Dans l'éventualité où les deux entreprises regrouperaient leurs activités, la nouvelle société serait établie au Canada, principalement parce que l'environnement fiscal serait plus avantageux pour la chaîne de restauration rapide américaine.

Burger King pourrait ainsi réduire ses frais en impôts au terme de l'opération, que certains appellent «inversion fiscale». Cette stratégie gagne en popularité auprès des sociétés américaines qui tentent de réduire leurs coûts.

Dans une telle inversion, une société américaine procède à une réorganisation dans un pays où le taux d'imposition est plus faible en rachetant ou en fusionnant avec une société qui y réside déjà. Les inversions permettent à la société de transférer l'argent gagné à l'étranger à leur société mère sans payer d'impôts additionnels aux États-Unis. Cet argent peut être réinvesti dans la société ou utilisé pour financer des dividendes ou des rachats d'actions, entre autres choses.

Des compagnies comme la pharmaceutique AbbVie, dont le siège social se trouve en banlieue de Chicago, se sont mariées à des sociétés à l'étranger pour profiter de ce genre de réduction d'impôts.

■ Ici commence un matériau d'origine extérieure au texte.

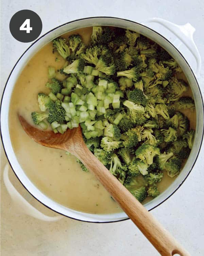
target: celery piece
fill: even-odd
[[[51,79],[55,77],[55,69],[52,66],[48,66],[48,78]]]
[[[38,125],[43,130],[47,130],[48,127],[48,124],[44,121],[41,121],[41,122],[40,122],[38,123]]]
[[[62,94],[61,94],[61,93],[57,93],[57,95],[56,95],[56,97],[57,98],[57,99],[59,99],[60,100],[62,100],[64,98],[64,95],[63,95]]]
[[[91,74],[91,75],[94,75],[95,76],[98,76],[99,75],[99,71],[96,69],[93,69]]]
[[[62,89],[61,93],[63,95],[68,95],[70,94],[70,90],[67,88],[63,88]]]
[[[85,74],[90,74],[92,72],[93,67],[91,66],[85,66],[83,72]]]
[[[84,106],[84,105],[82,105],[79,108],[79,110],[81,112],[85,112],[88,109],[88,108]]]
[[[105,89],[106,89],[107,88],[107,84],[108,81],[106,80],[103,79],[100,80],[99,82],[99,86],[103,86]]]
[[[58,124],[56,121],[55,121],[54,122],[53,122],[52,124],[51,124],[51,127],[52,127],[52,129],[53,129],[53,130],[54,130],[55,128],[57,128],[60,125],[60,124]]]
[[[69,103],[70,102],[70,101],[71,97],[70,97],[69,96],[65,96],[65,97],[64,98],[64,99],[63,100],[64,102]]]

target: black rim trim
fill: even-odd
[[[142,24],[141,24],[141,23],[139,23],[138,22],[136,22],[133,21],[132,20],[130,20],[127,19],[123,19],[123,18],[117,18],[117,17],[109,17],[108,16],[97,16],[97,17],[87,17],[87,18],[81,18],[81,19],[78,19],[75,20],[72,20],[72,21],[66,23],[64,23],[64,24],[62,24],[62,25],[60,25],[60,26],[58,26],[58,27],[56,27],[55,28],[54,28],[52,29],[51,29],[51,30],[49,30],[49,31],[48,31],[47,33],[45,33],[45,34],[44,34],[42,35],[41,36],[40,38],[39,38],[37,40],[36,40],[35,41],[35,42],[33,42],[33,43],[32,43],[29,46],[29,47],[28,48],[27,48],[27,49],[25,51],[25,52],[24,52],[22,54],[22,55],[21,55],[21,56],[20,57],[20,58],[19,58],[19,59],[16,62],[16,64],[15,64],[15,65],[14,66],[14,67],[12,69],[12,70],[11,70],[11,73],[10,73],[10,74],[9,74],[9,75],[8,76],[8,79],[7,79],[7,80],[6,81],[6,82],[5,85],[5,86],[4,88],[4,89],[3,89],[3,93],[2,93],[2,98],[1,98],[1,106],[0,106],[0,111],[1,111],[1,106],[2,106],[2,101],[3,101],[3,96],[4,96],[4,92],[5,92],[5,89],[6,87],[6,85],[7,85],[7,83],[8,83],[8,81],[9,79],[10,78],[10,77],[11,76],[11,74],[12,74],[12,73],[13,72],[13,71],[15,69],[15,67],[16,66],[16,65],[17,65],[17,64],[18,64],[18,62],[19,62],[19,61],[20,60],[20,59],[22,57],[22,56],[24,55],[24,54],[26,53],[28,51],[28,50],[34,44],[35,44],[37,42],[38,42],[39,40],[40,40],[40,39],[41,39],[41,38],[42,38],[43,37],[45,37],[45,35],[46,35],[48,34],[49,34],[49,33],[50,33],[50,32],[52,32],[52,31],[53,31],[55,30],[55,29],[56,29],[58,28],[59,28],[61,27],[63,27],[63,26],[65,26],[65,25],[67,25],[67,24],[70,24],[70,23],[74,23],[74,22],[75,22],[78,21],[79,20],[84,20],[85,19],[94,19],[94,18],[111,18],[111,19],[119,19],[119,20],[125,20],[125,21],[128,21],[128,22],[131,22],[131,23],[134,23],[135,24],[138,24],[138,25],[139,25],[140,26],[142,26],[143,27],[144,27],[145,28],[148,28],[149,29],[150,29],[150,30],[151,30],[152,31],[154,32],[155,33],[156,33],[157,34],[158,34],[159,35],[160,35],[163,39],[164,39],[166,41],[167,41],[169,43],[170,43],[172,45],[172,46],[173,46],[173,47],[174,48],[174,49],[175,49],[180,54],[180,55],[182,56],[182,57],[183,58],[183,59],[185,61],[185,62],[186,62],[186,64],[188,66],[188,67],[189,67],[189,68],[190,68],[190,70],[191,70],[191,72],[192,72],[192,74],[193,74],[193,76],[194,77],[194,78],[195,79],[195,80],[196,80],[196,82],[197,82],[197,85],[198,85],[198,89],[199,90],[199,93],[200,93],[200,96],[201,96],[201,101],[202,101],[202,107],[203,107],[203,113],[204,113],[204,104],[203,104],[203,98],[202,98],[202,95],[201,93],[201,90],[200,90],[200,87],[199,87],[199,85],[198,83],[198,81],[197,81],[197,79],[196,78],[196,77],[195,76],[195,75],[194,74],[194,73],[193,73],[193,71],[192,71],[191,68],[190,66],[190,65],[188,64],[188,62],[187,62],[187,61],[186,60],[186,59],[184,58],[184,56],[183,56],[183,55],[180,52],[180,51],[178,51],[178,49],[177,49],[175,47],[175,46],[174,46],[174,45],[170,42],[166,38],[164,37],[163,35],[161,35],[159,33],[158,33],[158,32],[157,32],[156,31],[155,31],[155,30],[154,30],[153,29],[151,29],[151,28],[149,28],[148,27],[147,27],[147,26],[145,26],[145,25],[143,25]],[[204,130],[203,129],[203,131],[202,131],[202,133],[201,141],[202,141],[203,138],[204,132]],[[120,220],[119,220],[118,221],[107,221],[107,222],[97,222],[97,221],[94,222],[94,221],[83,221],[83,220],[80,219],[79,219],[75,218],[73,218],[73,217],[70,217],[69,216],[68,216],[67,215],[65,215],[65,214],[64,214],[63,213],[61,213],[59,212],[57,212],[57,211],[56,211],[55,210],[53,210],[53,209],[52,209],[51,208],[50,208],[49,206],[48,206],[48,205],[45,204],[44,203],[42,203],[42,202],[41,202],[41,201],[40,201],[36,197],[35,197],[31,192],[30,192],[30,191],[28,190],[28,189],[25,186],[23,185],[23,183],[21,182],[20,180],[18,177],[18,176],[16,174],[15,172],[15,171],[14,170],[14,168],[13,168],[13,167],[12,166],[11,163],[10,162],[10,161],[9,160],[9,158],[8,158],[8,155],[7,155],[7,153],[6,153],[6,151],[5,149],[5,147],[4,145],[4,144],[3,141],[3,136],[2,136],[2,133],[1,133],[1,141],[2,142],[2,143],[3,147],[3,148],[4,148],[4,151],[5,153],[5,154],[6,155],[6,158],[7,158],[7,159],[8,160],[8,163],[9,163],[10,166],[11,168],[12,168],[12,169],[15,175],[16,175],[16,176],[17,177],[17,178],[20,181],[20,183],[22,184],[22,185],[24,187],[29,193],[29,194],[30,194],[32,196],[33,196],[33,197],[34,197],[34,198],[35,198],[38,202],[39,202],[40,203],[41,203],[42,204],[43,204],[43,205],[44,205],[47,208],[49,208],[50,210],[52,210],[52,211],[53,211],[54,212],[56,212],[56,213],[58,213],[58,214],[60,214],[61,215],[63,215],[64,216],[65,216],[65,217],[68,217],[68,218],[70,218],[72,219],[75,219],[75,220],[76,220],[76,221],[82,221],[82,222],[88,222],[88,223],[112,223],[112,222],[119,222],[123,221],[126,221],[126,220],[127,219],[130,219],[130,218],[126,218],[125,219],[120,219]],[[173,192],[172,192],[172,193],[171,193],[171,194],[168,196],[165,199],[164,199],[164,200],[163,200],[163,201],[162,201],[162,202],[161,202],[160,203],[158,203],[157,204],[155,207],[153,207],[152,208],[151,208],[151,209],[150,209],[149,210],[149,211],[151,211],[152,210],[153,210],[153,209],[154,209],[155,208],[156,208],[158,206],[159,206],[160,204],[161,204],[162,203],[164,203],[164,202],[165,202],[168,199],[168,198],[169,198],[169,197],[170,197],[171,196],[172,196],[173,194],[174,194],[174,193],[176,192],[176,191],[178,189],[178,188],[181,187],[181,186],[183,183],[186,180],[187,178],[187,177],[188,176],[188,175],[190,174],[190,172],[192,171],[193,168],[193,167],[194,166],[194,165],[195,165],[195,164],[196,162],[196,161],[197,161],[197,159],[198,159],[198,156],[199,155],[199,154],[200,151],[200,149],[201,149],[201,147],[202,144],[202,142],[201,142],[201,143],[200,143],[200,146],[199,146],[199,150],[198,150],[198,152],[197,155],[196,157],[196,158],[195,158],[195,160],[194,160],[194,161],[193,163],[193,165],[192,165],[192,167],[191,167],[191,169],[189,170],[189,171],[188,173],[187,174],[186,176],[185,177],[185,178],[183,180],[183,181],[182,181],[182,182],[181,182],[181,183],[174,190],[174,191]]]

Plus récemment, la chaîne de pharmacies Walgreen a abandonné un projet d'inversion fiscale en raison de la forte pression externe, cette stratégie devenant de plus en plus controversée dans le milieu politique américain.

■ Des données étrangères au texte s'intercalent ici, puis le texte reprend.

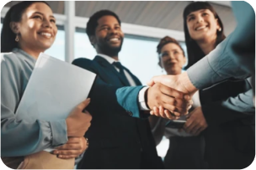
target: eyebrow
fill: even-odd
[[[200,10],[199,12],[200,12],[200,13],[202,13],[202,12],[205,12],[205,10],[206,10],[206,9],[201,9],[201,10]],[[189,15],[188,15],[187,18],[192,17],[192,16],[195,16],[195,14],[194,14],[194,13],[190,13]]]
[[[35,12],[33,14],[37,13],[37,14],[40,14],[40,15],[44,15],[42,13],[40,12]],[[50,15],[51,18],[55,18],[55,17],[53,15]]]

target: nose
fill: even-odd
[[[204,21],[204,18],[201,16],[197,17],[197,23],[201,23]]]
[[[45,18],[43,21],[43,27],[52,28],[52,23],[49,19]]]
[[[115,27],[111,27],[110,28],[109,28],[109,32],[110,34],[116,34],[117,33],[117,30],[115,29]]]

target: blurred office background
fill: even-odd
[[[7,3],[1,10],[1,28],[9,7],[19,1]],[[56,18],[58,33],[53,46],[45,54],[71,63],[77,58],[93,59],[96,52],[85,33],[88,18],[101,9],[117,13],[125,33],[120,60],[142,82],[165,74],[158,66],[157,45],[166,35],[179,40],[186,51],[183,29],[183,10],[189,1],[46,1]],[[224,23],[225,34],[236,27],[231,3],[228,1],[210,1]],[[4,42],[2,42],[4,43]],[[141,67],[143,69],[141,69]],[[158,155],[164,157],[168,140],[163,139],[157,147]]]

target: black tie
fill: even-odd
[[[125,82],[127,85],[130,85],[130,83],[125,75],[124,67],[120,62],[114,62],[113,64],[119,69],[119,73],[121,75],[123,80]]]

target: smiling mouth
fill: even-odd
[[[119,43],[120,41],[120,38],[111,38],[108,39],[109,42],[110,43]]]
[[[202,30],[202,29],[206,28],[208,28],[208,26],[204,25],[204,26],[200,26],[200,27],[196,28],[195,30],[195,31],[200,31],[200,30]]]
[[[40,33],[39,34],[40,34],[40,35],[42,35],[42,36],[44,36],[44,37],[45,37],[45,38],[47,38],[47,39],[50,39],[50,38],[52,37],[52,34],[50,33],[42,32],[42,33]]]

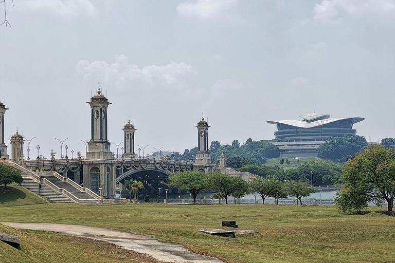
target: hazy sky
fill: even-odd
[[[109,139],[122,141],[130,116],[146,153],[196,146],[202,112],[223,144],[273,139],[266,121],[314,111],[364,117],[354,127],[368,141],[395,137],[394,1],[6,3],[5,135],[37,136],[33,157],[66,137],[69,157],[85,155],[99,82]]]

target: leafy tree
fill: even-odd
[[[381,139],[381,144],[387,148],[395,149],[395,138],[385,138]]]
[[[207,175],[197,171],[178,172],[170,175],[166,184],[180,190],[188,190],[196,203],[196,197],[199,193],[209,189]]]
[[[395,149],[372,145],[344,164],[344,184],[336,199],[343,212],[361,210],[374,201],[387,201],[392,211],[395,198]]]
[[[232,142],[232,146],[236,148],[240,147],[240,143],[237,140],[235,140]]]
[[[213,141],[210,144],[210,151],[211,153],[216,153],[221,147],[221,143],[218,141]]]
[[[12,168],[4,163],[0,163],[0,185],[4,184],[7,189],[7,185],[13,182],[22,183],[23,181],[21,172],[14,171]]]
[[[250,160],[244,157],[230,157],[226,160],[226,167],[239,169],[243,165],[254,163]]]
[[[263,204],[265,204],[265,199],[270,196],[273,191],[270,180],[263,177],[256,177],[252,179],[249,184],[252,190],[259,194]]]
[[[221,204],[221,199],[224,199],[225,196],[220,192],[217,192],[211,196],[211,200],[218,199],[218,203]]]
[[[288,181],[286,187],[288,189],[288,194],[291,196],[296,198],[296,205],[298,205],[298,200],[302,204],[302,197],[309,196],[310,194],[315,193],[315,189],[311,187],[309,184],[299,181]]]
[[[244,187],[245,181],[240,177],[232,177],[218,172],[209,173],[209,181],[210,188],[221,192],[225,197],[225,202],[228,204],[228,196]]]
[[[349,156],[366,147],[366,140],[363,136],[346,134],[344,136],[332,137],[321,144],[317,150],[318,156],[335,162],[344,162]]]
[[[286,190],[284,187],[284,185],[278,181],[271,180],[270,186],[272,189],[272,192],[269,195],[269,196],[274,198],[276,204],[278,204],[279,199],[288,198],[288,193],[287,193]]]

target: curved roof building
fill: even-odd
[[[355,134],[352,128],[354,123],[365,119],[364,118],[331,118],[328,114],[310,113],[300,115],[302,119],[267,121],[275,124],[276,139],[284,141],[274,144],[280,148],[281,157],[311,157],[317,156],[317,148],[329,138],[343,136],[345,134]]]

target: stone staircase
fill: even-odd
[[[11,162],[6,163],[21,172],[24,187],[51,202],[100,202],[100,197],[91,190],[81,186],[74,181],[56,172],[44,172],[38,175],[16,163]]]

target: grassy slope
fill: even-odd
[[[259,233],[229,238],[195,230],[228,220]],[[120,229],[183,244],[229,262],[384,262],[395,257],[394,217],[340,214],[333,206],[54,203],[0,208],[0,222],[5,221]]]
[[[45,231],[15,230],[0,224],[0,232],[19,237],[21,250],[0,242],[1,263],[137,263],[140,255],[109,243]],[[142,256],[143,258],[147,257]],[[146,262],[157,262],[143,258]]]
[[[284,164],[282,165],[281,165],[281,164],[280,163],[280,160],[281,159],[283,159],[284,160]],[[291,161],[291,163],[290,163],[289,165],[285,163],[285,161],[287,159]],[[299,157],[299,159],[294,159],[292,157],[289,157],[288,158],[277,158],[269,159],[265,163],[264,163],[264,164],[268,166],[274,166],[275,164],[277,164],[279,167],[283,167],[284,170],[286,170],[289,168],[294,168],[295,167],[297,167],[300,164],[304,163],[305,162],[309,161],[314,161],[316,160],[322,160],[322,159],[319,158],[318,157]]]
[[[45,203],[45,201],[23,186],[13,184],[0,186],[0,206]]]

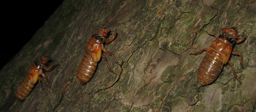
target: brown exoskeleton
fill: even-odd
[[[110,37],[109,39],[106,37],[108,36],[109,31],[102,28],[97,31],[95,34],[93,35],[90,40],[87,47],[85,53],[82,59],[81,63],[79,65],[76,73],[76,78],[82,85],[87,82],[92,78],[96,67],[97,62],[100,60],[102,57],[102,50],[107,54],[111,55],[113,58],[116,63],[119,66],[121,64],[118,63],[114,54],[109,51],[107,50],[103,46],[103,44],[109,44],[112,42],[116,37],[117,34]],[[102,56],[109,70],[112,73],[113,71],[109,67],[106,57]]]
[[[30,66],[27,71],[26,77],[23,79],[20,85],[17,88],[15,94],[15,95],[18,99],[21,100],[26,99],[35,87],[35,84],[38,80],[41,87],[44,89],[43,85],[41,83],[44,79],[41,77],[40,76],[46,80],[48,86],[52,88],[43,70],[47,71],[51,71],[54,69],[57,65],[51,65],[49,64],[52,60],[52,59],[49,59],[49,57],[43,56]]]
[[[236,29],[234,28],[220,29],[218,36],[207,33],[216,39],[212,45],[208,48],[203,48],[198,52],[190,54],[195,55],[207,51],[206,55],[198,69],[198,77],[201,84],[208,85],[214,81],[221,73],[223,65],[227,63],[232,67],[235,77],[241,84],[229,59],[231,54],[239,56],[240,65],[242,67],[242,54],[239,52],[232,51],[232,49],[235,44],[243,42],[245,37],[238,38]]]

La simple éventualité d'une entente entre Burger King et Tim Hortons montre toutefois combien les choses ont changé au Canada au chapitre de la fiscalité.

«Je ne crois pas qu'on aurait considéré le Canada comme un paradis fiscal il y 10 ou 20 ans. C'était le contraire, tout le monde voulait partir», a observé M. Cieszynski.

L'actionnaire majoritaire de Burger King, 3G Capital, continuerait de détenir la majorité des actions de la nouvelle entreprise et les parts restantes iraient aux actionnaires actuels de Tim Hortons et Burger King.

La nouvelle société posséderait plus de 18 000 restaurants dans 100 pays à travers le monde et deviendrait la troisième plus grande entreprise de restauration rapide au monde, avec un chiffre d'affaires d'environ 22 milliards de dollars US, selon Burger King et Tim Hortons.

Les deux entreprises ont indiqué qu'elles ne commenteraient pas davantage la situation à moins qu'une entente soit conclue ou que les négociations soient abandonnées.